The energy crisis that has sent inflation skyrocketing around the world is worsening every week, leaving stockbrokers with a challenge to find where to put their money, Bloomberg reports.
The nightmare scenario that has unfolded this year has already taken its toll on stocks, which suffered a disastrous first half. A rally over the summer helped par the losses, but the worsening crisis, which appears nowhere near over, poses a huge obstacle to further gains.
Soaring electricity prices, along with supply threats, are affecting businesses from China to Germany to the US. It drives up costs and threatens profit margins, while taking money out of their customers’ pockets, destroying demand. And from industrial consumers who guzzle gas to retailers who rely on consumers with money to spend, the damage is proving widespread.
Germany’s heavy reliance on Russian fuel has made its corporate heavyweights particularly vulnerable. A basket of Citigroup Inc. stocks. which is sensitive to the gas shock and includes Covestro AG, Thyssenkrupp AG and Siemens AG has underperformed the broader European Stoxx 600 market this year.
As the squeeze intensifies, retail looks like another loser. In the US last week, two big names reminded investors that any concerns are valid. Nordstrom Inc. plunged 20% in just one day after cutting its full-year outlook, while Macy’s Inc. it also lowered its forecasts. In the UK, an index of retail shares has fallen about 35% so far this year.
“The energy crisis brings a huge amount of unknowns and concerns to the market,” said Clive Burstow, Barings’ London-based head of global resources. “High prices are driving inflation and pushing industrial capacity out of business, exacerbating an already tight supply chain.”
Soaring inflation has also prompted an aggressive response from the world’s major central banks, which have raised interest rates to bring the situation under control.
US Federal Reserve Chairman Jerome Powell signaled on Friday that the US central bank will continue to tighten policy and played down the idea that it will soon reverse course.

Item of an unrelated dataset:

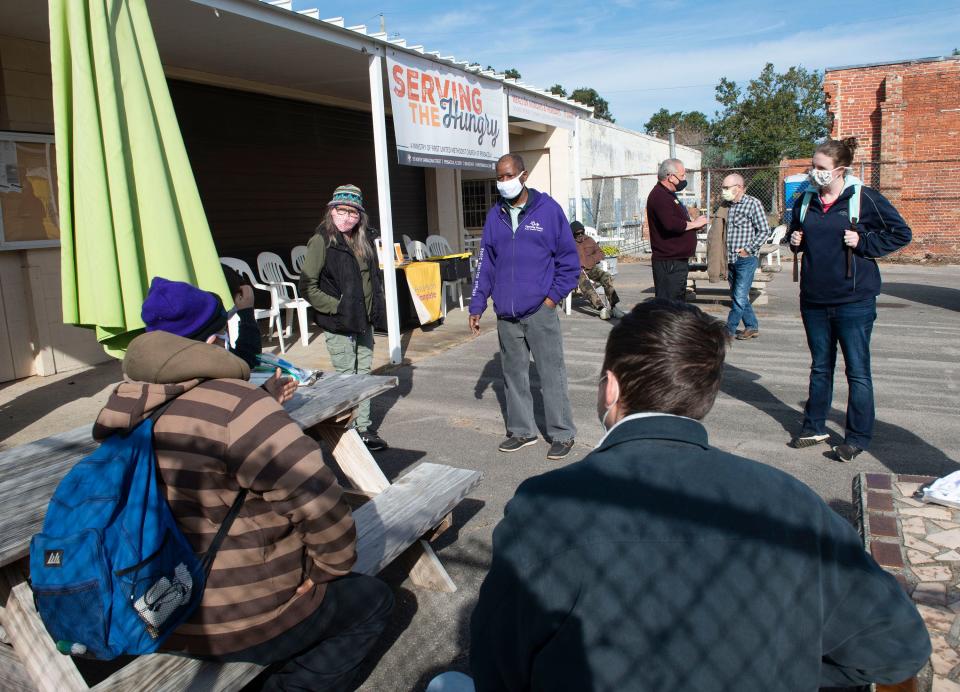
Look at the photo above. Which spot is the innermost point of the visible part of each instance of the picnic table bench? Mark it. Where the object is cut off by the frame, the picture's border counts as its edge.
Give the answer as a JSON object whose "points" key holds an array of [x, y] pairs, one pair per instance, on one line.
{"points": [[390, 519]]}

Some European Central Bank officials want to discuss a 75 basis point hike in September.
“Consumers are facing higher prices for, frankly, everything,” said Ben Powell, chief strategist at investment firm BlackRock. Earnings “look a little shaky for the next few quarters,” he said.
Investor concerns were reflected in the latest flow numbers from EPFR Global data. Global equities saw outflows of $5.1 billion in the week to August 24, with US stocks posting their first gains in three weeks.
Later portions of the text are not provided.